Some Observations from this Interview  

  • Couples like Tina and Harold who participated in the Interfaith Research Project (IRP) repeatedly stated that they were faced with varying degrees of challenges during the first few years of marriage. The Non-Orthodox partner tended to experience different degrees of culture shock when introduced to their partner's Greek Orthodox background. But in most cases, the insecurity and unfamiliarity with their partner's Greek Orthodox cultural and religious idiosyncrasies tended to resolve with time.
  • Couples like Tina and Harold, who were satisfied with their marriages, also frequently perceived their differences in positive terms and maintained that their different backgrounds enriched their personal and marital lives. Conversely, couples who continued to experience difficulties related to their religious and cultural differences, and perceived them as drawbacks, were more likely to experience marital and family conflict.

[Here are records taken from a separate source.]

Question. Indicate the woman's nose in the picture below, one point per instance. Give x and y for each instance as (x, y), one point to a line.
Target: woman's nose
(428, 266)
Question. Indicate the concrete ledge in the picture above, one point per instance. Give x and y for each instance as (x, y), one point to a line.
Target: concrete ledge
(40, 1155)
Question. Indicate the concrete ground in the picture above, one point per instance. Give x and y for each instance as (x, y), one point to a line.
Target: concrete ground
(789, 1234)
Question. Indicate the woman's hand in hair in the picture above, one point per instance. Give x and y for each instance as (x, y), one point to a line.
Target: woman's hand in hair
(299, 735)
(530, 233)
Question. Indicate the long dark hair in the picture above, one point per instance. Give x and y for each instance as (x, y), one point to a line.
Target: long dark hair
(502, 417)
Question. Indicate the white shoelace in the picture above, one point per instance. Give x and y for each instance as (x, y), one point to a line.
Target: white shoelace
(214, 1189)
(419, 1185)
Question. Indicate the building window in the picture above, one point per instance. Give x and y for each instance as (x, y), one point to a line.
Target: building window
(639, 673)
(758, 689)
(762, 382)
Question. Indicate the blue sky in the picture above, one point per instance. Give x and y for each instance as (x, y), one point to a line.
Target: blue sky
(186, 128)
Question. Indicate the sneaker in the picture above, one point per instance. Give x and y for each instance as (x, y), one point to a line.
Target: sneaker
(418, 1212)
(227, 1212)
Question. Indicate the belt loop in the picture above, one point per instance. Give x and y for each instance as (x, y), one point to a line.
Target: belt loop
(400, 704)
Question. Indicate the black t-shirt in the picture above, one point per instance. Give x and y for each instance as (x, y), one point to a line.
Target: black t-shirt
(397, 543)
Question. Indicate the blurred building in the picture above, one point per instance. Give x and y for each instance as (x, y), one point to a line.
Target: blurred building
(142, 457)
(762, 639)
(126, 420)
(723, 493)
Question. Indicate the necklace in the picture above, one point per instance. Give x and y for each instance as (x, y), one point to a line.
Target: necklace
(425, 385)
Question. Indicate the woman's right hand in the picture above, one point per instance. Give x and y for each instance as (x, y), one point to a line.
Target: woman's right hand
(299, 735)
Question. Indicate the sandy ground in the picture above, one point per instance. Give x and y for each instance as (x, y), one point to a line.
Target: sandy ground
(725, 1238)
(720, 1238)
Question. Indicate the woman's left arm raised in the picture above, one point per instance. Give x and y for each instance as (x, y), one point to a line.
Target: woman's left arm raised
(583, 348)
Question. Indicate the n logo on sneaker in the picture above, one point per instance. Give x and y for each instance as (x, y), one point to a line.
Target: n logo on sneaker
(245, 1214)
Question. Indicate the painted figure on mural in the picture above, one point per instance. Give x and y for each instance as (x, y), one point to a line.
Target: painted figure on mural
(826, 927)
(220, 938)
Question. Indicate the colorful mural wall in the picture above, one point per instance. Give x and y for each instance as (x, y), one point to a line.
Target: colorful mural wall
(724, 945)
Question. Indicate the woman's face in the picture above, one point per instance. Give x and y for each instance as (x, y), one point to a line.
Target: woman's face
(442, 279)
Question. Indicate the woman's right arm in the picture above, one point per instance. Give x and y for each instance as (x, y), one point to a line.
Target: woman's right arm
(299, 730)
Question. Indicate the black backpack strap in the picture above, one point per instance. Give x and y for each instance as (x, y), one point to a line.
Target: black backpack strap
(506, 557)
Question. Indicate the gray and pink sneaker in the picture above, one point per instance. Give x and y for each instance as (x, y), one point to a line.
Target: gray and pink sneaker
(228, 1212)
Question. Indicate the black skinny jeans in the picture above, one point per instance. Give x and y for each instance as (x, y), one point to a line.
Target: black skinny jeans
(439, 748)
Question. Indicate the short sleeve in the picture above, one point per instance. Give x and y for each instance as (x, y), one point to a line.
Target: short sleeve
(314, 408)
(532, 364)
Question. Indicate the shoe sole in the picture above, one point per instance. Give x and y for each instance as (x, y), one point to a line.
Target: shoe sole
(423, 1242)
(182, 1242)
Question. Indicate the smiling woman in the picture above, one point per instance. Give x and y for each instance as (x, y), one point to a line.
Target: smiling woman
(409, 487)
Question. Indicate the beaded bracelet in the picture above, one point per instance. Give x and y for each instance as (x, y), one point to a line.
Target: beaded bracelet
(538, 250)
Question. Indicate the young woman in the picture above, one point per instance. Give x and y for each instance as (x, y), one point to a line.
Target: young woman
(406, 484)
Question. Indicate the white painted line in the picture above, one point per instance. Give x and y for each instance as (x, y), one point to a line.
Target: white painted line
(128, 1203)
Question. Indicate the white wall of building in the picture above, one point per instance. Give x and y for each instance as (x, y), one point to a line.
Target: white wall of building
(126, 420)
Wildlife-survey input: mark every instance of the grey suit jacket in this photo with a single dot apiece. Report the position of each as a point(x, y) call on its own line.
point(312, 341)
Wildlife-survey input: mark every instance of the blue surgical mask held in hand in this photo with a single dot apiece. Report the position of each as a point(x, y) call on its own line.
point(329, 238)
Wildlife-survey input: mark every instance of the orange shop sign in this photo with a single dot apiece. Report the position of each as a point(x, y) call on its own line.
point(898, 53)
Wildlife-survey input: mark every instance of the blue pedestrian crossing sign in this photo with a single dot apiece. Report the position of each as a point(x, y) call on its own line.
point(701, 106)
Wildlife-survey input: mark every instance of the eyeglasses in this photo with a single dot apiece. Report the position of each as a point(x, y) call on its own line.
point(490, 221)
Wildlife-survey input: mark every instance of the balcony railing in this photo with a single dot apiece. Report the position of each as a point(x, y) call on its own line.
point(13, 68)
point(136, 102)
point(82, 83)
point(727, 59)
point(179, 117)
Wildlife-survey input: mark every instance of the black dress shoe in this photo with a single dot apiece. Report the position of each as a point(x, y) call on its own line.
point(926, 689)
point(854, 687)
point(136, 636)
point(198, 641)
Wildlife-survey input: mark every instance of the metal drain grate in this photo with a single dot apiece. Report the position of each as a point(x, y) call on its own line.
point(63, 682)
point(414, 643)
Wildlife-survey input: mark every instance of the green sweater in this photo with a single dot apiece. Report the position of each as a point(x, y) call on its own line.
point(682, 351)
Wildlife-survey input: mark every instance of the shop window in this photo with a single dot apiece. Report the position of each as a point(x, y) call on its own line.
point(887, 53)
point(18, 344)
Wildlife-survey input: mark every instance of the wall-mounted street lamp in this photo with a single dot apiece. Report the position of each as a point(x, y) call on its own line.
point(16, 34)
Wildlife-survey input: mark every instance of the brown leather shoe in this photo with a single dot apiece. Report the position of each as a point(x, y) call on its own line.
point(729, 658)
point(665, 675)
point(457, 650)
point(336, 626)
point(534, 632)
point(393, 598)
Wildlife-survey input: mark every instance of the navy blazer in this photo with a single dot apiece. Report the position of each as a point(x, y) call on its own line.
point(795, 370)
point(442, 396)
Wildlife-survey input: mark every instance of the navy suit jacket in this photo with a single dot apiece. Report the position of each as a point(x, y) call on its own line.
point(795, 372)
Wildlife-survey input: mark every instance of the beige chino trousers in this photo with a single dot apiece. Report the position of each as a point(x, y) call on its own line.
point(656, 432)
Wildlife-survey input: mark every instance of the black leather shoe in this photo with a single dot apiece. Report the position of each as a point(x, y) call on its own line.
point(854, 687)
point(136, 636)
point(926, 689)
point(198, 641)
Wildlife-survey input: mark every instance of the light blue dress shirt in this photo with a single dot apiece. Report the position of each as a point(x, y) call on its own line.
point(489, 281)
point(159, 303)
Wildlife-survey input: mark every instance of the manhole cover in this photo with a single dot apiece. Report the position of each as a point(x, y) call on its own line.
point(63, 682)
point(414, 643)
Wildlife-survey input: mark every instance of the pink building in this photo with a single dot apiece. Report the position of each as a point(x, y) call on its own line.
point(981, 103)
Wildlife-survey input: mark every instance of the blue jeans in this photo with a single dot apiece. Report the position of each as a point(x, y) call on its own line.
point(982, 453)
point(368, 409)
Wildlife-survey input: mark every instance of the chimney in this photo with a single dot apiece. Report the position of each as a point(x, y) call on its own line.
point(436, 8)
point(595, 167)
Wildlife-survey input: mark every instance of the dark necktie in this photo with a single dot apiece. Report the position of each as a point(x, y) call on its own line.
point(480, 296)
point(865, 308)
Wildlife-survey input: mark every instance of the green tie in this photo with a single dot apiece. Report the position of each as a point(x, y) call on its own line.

  • While it may not be apparent from this interview, drawing healthy boundaries between themselves and their parents was an especially important and sometimes difficult task for newly married couples. Keeping out unwanted extended family intrusions was important to couples' efforts to mold and shape a life together.
And finally, most of these couples indicated that their faith in God was indispensable in their efforts to strike a balance between personal, couple, and extended family needs. When couples prayed together, they believed that the stresses and strains of developing a life together were minimized.